Le problème est ailleurs : dans la manière dont LinkedIn a choisi d’imposer ce consentement par défaut.
Car qu’est-ce qu’un consentement qu’on ne formule pas, sinon une absence de choix réel ?

C’est une logique que l’on retrouve souvent dans la tech : activer d’office une fonctionnalité, puis laisser à l’utilisateur le soin de s’y opposer. C’est efficace pour la plateforme. Mais est-ce éthique pour autant ?

Une ressource stratégique exploitée gratuitement

En réalité, LinkedIn ne fait que formaliser une vérité déjà connue : nos données, nos contenus, nos interactions sont des ressources stratégiques.

Sans nous, sans nos contributions, la plateforme n’aurait aucune valeur.
Et désormais, ces contributions nourrissent des IA capables de générer des posts, des synthèses, voire demain des profils entiers.

Mais cette valeur captée par LinkedIn et par extension Microsoft ne nous est pas redistribuée.
C’est une économie à sens unique.

Pourtant, d’autres industries ont montré qu’il est possible de rémunérer les créateurs :

Spotify paie les artistes pour chaque écoute.

YouTube reverse une partie des revenus publicitaires aux vidéastes.

TikTok soutient ses influenceurs via des fonds de création.

Pourquoi LinkedIn, qui se nourrit d’un public professionnel et de contenus à haute valeur intellectuelle, ne devrait-il pas adopter le même principe ?

Le risque d’une dépossession intellectuelle

Au-delà de la question économique, il y a une autre inquiétude : celle d’une dépossession progressive de notre production intellectuelle.

Demain, des IA entraînées sur nos données pourront générer des posts similaires aux nôtres, des analyses comparables à celles que nous publions.
La frontière entre ce qui vient d’un professionnel humain et ce qui sort d’une machine deviendra floue.

Ce n’est pas seulement un enjeu de reconnaissance individuelle.
C’est un enjeu de confiance collective : comment distinguer l’expertise authentique de la copie générée ? Comment garantir que la valeur d’un réseau professionnel repose encore sur des humains, et non sur des algorithmes recyclant leurs traces ?

Vers une nouvelle économie de la donnée

L’affaire LinkedIn n’est pas isolée.
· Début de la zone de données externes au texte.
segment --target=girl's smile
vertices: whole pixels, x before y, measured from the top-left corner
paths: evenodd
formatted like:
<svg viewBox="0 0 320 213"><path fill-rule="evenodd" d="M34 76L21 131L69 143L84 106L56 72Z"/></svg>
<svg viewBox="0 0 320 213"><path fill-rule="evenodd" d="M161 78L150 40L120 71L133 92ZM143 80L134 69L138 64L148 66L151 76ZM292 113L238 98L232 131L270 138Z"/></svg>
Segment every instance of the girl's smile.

Elle illustre une tendance de fond : les géants du numérique cherchent à constituer des bases de données massives pour nourrir leurs IA.
Les coûts d’acquisition de données étant énormes, il est plus simple et plus rentable d’utiliser celles des utilisateurs déjà captifs.

Mais ce modèle ne pourra pas durer éternellement.
Car à mesure que les citoyens, les professionnels et les créateurs prennent conscience de la valeur de leurs contributions, une exigence va émerger : celle d’une économie plus équitable de la donnée.
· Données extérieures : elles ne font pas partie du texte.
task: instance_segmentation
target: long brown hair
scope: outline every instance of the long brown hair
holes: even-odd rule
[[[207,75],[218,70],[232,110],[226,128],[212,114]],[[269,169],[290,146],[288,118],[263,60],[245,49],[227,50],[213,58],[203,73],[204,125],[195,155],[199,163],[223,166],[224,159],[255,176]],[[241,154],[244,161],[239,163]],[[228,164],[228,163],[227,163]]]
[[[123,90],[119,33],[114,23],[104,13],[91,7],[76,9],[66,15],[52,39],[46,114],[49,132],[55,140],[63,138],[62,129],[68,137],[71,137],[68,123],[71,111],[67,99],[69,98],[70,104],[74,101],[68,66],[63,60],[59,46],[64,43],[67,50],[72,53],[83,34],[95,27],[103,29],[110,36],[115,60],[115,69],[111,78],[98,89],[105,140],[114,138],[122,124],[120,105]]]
Trois pistes sont déjà évoquées dans le débat public :

Une transparence totale : que les plateformes indiquent clairement quelles données sont utilisées, dans quel but, et avec quelles limites.

Une rémunération partagée : que les utilisateurs dont les contenus servent à entraîner des IA perçoivent une part de la valeur créée.
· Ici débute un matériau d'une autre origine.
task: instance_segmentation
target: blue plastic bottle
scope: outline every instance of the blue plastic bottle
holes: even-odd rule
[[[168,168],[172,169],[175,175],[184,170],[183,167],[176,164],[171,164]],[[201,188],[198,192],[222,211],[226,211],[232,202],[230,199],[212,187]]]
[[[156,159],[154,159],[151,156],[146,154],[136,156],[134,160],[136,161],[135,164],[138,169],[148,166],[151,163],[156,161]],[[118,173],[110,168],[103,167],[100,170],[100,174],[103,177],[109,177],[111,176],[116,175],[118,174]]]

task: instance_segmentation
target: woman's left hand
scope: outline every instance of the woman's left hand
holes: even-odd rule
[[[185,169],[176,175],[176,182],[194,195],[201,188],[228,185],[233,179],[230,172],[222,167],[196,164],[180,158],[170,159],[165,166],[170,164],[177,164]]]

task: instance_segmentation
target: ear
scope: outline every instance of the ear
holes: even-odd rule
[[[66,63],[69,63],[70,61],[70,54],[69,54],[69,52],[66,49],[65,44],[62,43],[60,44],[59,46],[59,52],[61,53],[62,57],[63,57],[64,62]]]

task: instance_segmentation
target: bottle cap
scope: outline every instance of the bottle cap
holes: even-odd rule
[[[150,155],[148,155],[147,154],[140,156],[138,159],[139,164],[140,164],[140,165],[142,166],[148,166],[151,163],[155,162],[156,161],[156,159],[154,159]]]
Un cadre légal renforcé : que la régulation impose des standards de consentement actif et explicite, plutôt que des options par défaut.

Que faire aujourd’hui, concrètement ?

En attendant, chaque utilisateur dispose d’un pouvoir immédiat : décocher la fameuse option dans ses paramètres.
Ce n’est pas un geste de défiance envers l’IA.
C’est un geste de souveraineté numérique.

Ce choix vous permet de décider si vous acceptez que vos données participent gratuitement à un projet dont vous ne maîtrisez ni les contours ni les bénéfices.

Mais surtout, c’est l’occasion de se poser une question plus large : quelle valeur accordons-nous à nos propres contributions en ligne ?

L’heure de vérité

Ce qui se joue aujourd’hui dépasse LinkedIn.
C’est une bataille culturelle et économique autour de la valeur de nos données, de nos idées, de nos expertises.

Pendant trop longtemps, les plateformes ont imposé un modèle où l’utilisateur est à la fois client, produit et fournisseur de matière première.
Il est temps de changer de paradigme.

???? Soit nous acceptons de céder notre intelligence collective gratuitement.
???? Soit nous revendiquons notre place dans la chaîne de valeur.

Car nos données ne sont pas de simples résidus numériques.
Elles sont le socle d’une nouvelle économie.
Et cette économie doit se construire avec nous, pas contre nous.